When discussing any IT-related topic, it's easy to use terms that are related to certain subjects, but don't actually describe the function or technology you're talking about.
For example, I've heard people often use "server provisioning" to describe "server virtualization," when in fact these two technologies are quite different. However, basic similarities between the two can mislead or confuse people who are new to IT.
In light of this issue, I've taken the liberty of identifying six big data terms you may either misuse or do not fully understand.

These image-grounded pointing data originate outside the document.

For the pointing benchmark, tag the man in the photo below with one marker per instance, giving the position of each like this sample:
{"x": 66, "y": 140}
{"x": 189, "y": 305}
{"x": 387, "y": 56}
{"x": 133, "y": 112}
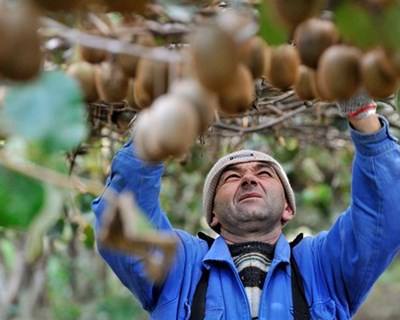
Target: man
{"x": 247, "y": 199}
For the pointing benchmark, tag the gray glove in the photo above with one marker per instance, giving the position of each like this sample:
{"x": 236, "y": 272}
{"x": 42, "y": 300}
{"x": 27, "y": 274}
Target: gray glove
{"x": 358, "y": 107}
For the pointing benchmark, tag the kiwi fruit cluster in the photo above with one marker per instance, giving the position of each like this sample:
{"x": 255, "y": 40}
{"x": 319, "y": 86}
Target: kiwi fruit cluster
{"x": 171, "y": 125}
{"x": 20, "y": 53}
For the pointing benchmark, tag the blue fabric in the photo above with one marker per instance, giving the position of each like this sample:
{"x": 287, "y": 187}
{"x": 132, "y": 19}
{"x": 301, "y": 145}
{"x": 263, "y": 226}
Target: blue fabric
{"x": 339, "y": 266}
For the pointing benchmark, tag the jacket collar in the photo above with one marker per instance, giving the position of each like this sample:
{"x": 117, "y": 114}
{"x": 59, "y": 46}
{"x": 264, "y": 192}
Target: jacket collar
{"x": 219, "y": 252}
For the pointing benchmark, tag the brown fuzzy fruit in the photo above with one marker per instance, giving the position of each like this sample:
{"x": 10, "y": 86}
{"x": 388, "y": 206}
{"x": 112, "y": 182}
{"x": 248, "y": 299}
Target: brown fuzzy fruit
{"x": 378, "y": 75}
{"x": 295, "y": 11}
{"x": 339, "y": 74}
{"x": 84, "y": 73}
{"x": 312, "y": 38}
{"x": 141, "y": 97}
{"x": 284, "y": 66}
{"x": 111, "y": 82}
{"x": 128, "y": 62}
{"x": 146, "y": 146}
{"x": 214, "y": 57}
{"x": 394, "y": 57}
{"x": 59, "y": 5}
{"x": 203, "y": 100}
{"x": 159, "y": 130}
{"x": 305, "y": 86}
{"x": 137, "y": 6}
{"x": 254, "y": 54}
{"x": 239, "y": 95}
{"x": 20, "y": 54}
{"x": 153, "y": 77}
{"x": 92, "y": 55}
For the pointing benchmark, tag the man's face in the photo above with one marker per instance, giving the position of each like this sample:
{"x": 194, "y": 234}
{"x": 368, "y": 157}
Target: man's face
{"x": 249, "y": 197}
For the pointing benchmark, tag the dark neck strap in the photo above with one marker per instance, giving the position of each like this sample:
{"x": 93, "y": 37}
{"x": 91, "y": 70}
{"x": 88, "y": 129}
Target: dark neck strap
{"x": 301, "y": 309}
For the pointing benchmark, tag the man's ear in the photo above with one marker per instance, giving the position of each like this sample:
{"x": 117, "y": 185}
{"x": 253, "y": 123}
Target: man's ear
{"x": 214, "y": 220}
{"x": 287, "y": 214}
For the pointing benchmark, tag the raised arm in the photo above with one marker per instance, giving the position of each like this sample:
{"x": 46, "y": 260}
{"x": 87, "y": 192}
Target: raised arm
{"x": 364, "y": 239}
{"x": 128, "y": 173}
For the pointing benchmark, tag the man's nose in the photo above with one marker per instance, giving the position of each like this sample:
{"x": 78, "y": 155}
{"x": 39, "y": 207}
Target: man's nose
{"x": 248, "y": 180}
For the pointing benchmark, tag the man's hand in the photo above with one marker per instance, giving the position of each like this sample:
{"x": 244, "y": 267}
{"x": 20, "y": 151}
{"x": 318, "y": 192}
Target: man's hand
{"x": 369, "y": 124}
{"x": 361, "y": 112}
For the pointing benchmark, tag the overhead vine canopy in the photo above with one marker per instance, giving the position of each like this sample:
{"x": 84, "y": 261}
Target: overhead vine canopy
{"x": 75, "y": 72}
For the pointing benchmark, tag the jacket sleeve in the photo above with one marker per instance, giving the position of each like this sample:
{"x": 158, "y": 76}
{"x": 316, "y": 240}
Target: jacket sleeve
{"x": 128, "y": 173}
{"x": 365, "y": 238}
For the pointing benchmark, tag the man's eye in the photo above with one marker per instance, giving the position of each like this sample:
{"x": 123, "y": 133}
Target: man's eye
{"x": 232, "y": 176}
{"x": 265, "y": 173}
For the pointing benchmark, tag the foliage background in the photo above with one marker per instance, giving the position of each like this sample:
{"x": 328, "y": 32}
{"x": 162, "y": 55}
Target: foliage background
{"x": 49, "y": 268}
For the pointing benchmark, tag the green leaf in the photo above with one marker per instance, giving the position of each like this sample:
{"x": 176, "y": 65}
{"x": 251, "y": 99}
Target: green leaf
{"x": 271, "y": 29}
{"x": 357, "y": 26}
{"x": 49, "y": 111}
{"x": 21, "y": 199}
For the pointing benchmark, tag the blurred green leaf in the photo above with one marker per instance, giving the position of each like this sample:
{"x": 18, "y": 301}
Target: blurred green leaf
{"x": 271, "y": 29}
{"x": 89, "y": 237}
{"x": 357, "y": 26}
{"x": 49, "y": 111}
{"x": 21, "y": 199}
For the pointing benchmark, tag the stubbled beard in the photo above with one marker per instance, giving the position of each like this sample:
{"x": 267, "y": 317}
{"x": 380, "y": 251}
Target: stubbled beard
{"x": 237, "y": 220}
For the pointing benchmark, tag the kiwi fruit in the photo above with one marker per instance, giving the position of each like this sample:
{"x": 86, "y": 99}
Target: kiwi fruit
{"x": 378, "y": 75}
{"x": 111, "y": 82}
{"x": 394, "y": 57}
{"x": 158, "y": 131}
{"x": 137, "y": 6}
{"x": 204, "y": 101}
{"x": 305, "y": 86}
{"x": 292, "y": 12}
{"x": 144, "y": 138}
{"x": 142, "y": 98}
{"x": 215, "y": 57}
{"x": 92, "y": 55}
{"x": 254, "y": 54}
{"x": 312, "y": 38}
{"x": 59, "y": 5}
{"x": 84, "y": 73}
{"x": 239, "y": 95}
{"x": 284, "y": 65}
{"x": 128, "y": 62}
{"x": 339, "y": 72}
{"x": 152, "y": 77}
{"x": 20, "y": 54}
{"x": 177, "y": 123}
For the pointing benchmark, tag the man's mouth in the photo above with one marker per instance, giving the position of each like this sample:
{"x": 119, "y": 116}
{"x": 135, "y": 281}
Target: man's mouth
{"x": 249, "y": 196}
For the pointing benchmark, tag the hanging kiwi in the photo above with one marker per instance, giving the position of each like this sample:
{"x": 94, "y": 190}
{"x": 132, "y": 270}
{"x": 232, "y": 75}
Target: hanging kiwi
{"x": 111, "y": 82}
{"x": 92, "y": 55}
{"x": 305, "y": 86}
{"x": 214, "y": 55}
{"x": 152, "y": 80}
{"x": 20, "y": 53}
{"x": 144, "y": 138}
{"x": 312, "y": 38}
{"x": 284, "y": 65}
{"x": 137, "y": 6}
{"x": 254, "y": 54}
{"x": 203, "y": 100}
{"x": 128, "y": 62}
{"x": 339, "y": 72}
{"x": 378, "y": 75}
{"x": 84, "y": 73}
{"x": 158, "y": 131}
{"x": 59, "y": 5}
{"x": 292, "y": 12}
{"x": 238, "y": 96}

"Data profiling initiates a diagnosis of a data set and produces rules and anomalies within that data set."
1. Data profiling
Often confused with data quality assessment (which is explained later on), data profiling involves scrutinizing the information available within a specific source for the sake of identifying consistencies, logic and uniqueness. TechTarget's Margaret Rouse noted that it can present analysts with metrics that allow them to make data quality assessments at a later time. Ultimately, data profiling initiates a diagnosis of a data set and produces rules and anomalies within that data set.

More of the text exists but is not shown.